Folha - O senhor está de acordo de o combate à fome ser a prioridade zero do próximo governo?

D. Ivo - Fome é também uma consequência da falta de uma boa política de produção, de distribuição e das injustiças sociais. Nós lançamos no ano passado, pela CNBB, um grande mutirão nacional para a superação da miséria e da fome. Com fome ninguém vale nada, não tem perspectiva de vida. Mas tem de olhar todo o conjunto.

Folha - Como o senhor vê a questão dos evangélicos?

D. Ivo - Eu quero ter sempre o espírito ecumênico. Agora, ter bancadas por religião, eu não sou a favor. A Igreja Católica já teve, em décadas passadas, a Liga Eleitoral Católica [criada em 1933" e a experiência não foi boa.

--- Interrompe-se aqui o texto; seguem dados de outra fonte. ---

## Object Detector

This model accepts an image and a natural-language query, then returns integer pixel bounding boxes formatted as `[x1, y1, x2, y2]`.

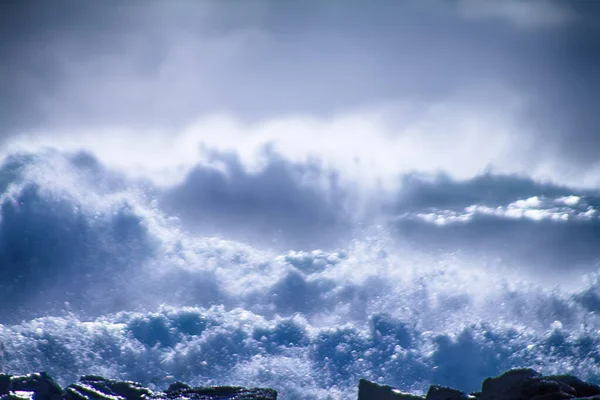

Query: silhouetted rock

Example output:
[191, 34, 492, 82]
[358, 379, 425, 400]
[425, 385, 473, 400]
[358, 369, 600, 400]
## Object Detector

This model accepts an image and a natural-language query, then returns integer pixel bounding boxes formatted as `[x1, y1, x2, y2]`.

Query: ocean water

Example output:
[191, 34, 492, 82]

Folha - O que o senhor acha da política do governo Bush de combate ao terrorismo?

D. Ivo - Aquilo é um erro dele insuportável. Achar que ele é polícia do mundo, não pode ser. Ninguém quer o terrorismo, mas o método que está aí, a guerra, meu Deus! E no fim, o homem que queriam pegar não pegaram. E agora é o Saddam Hussein. O que é isso? Está tudo errado.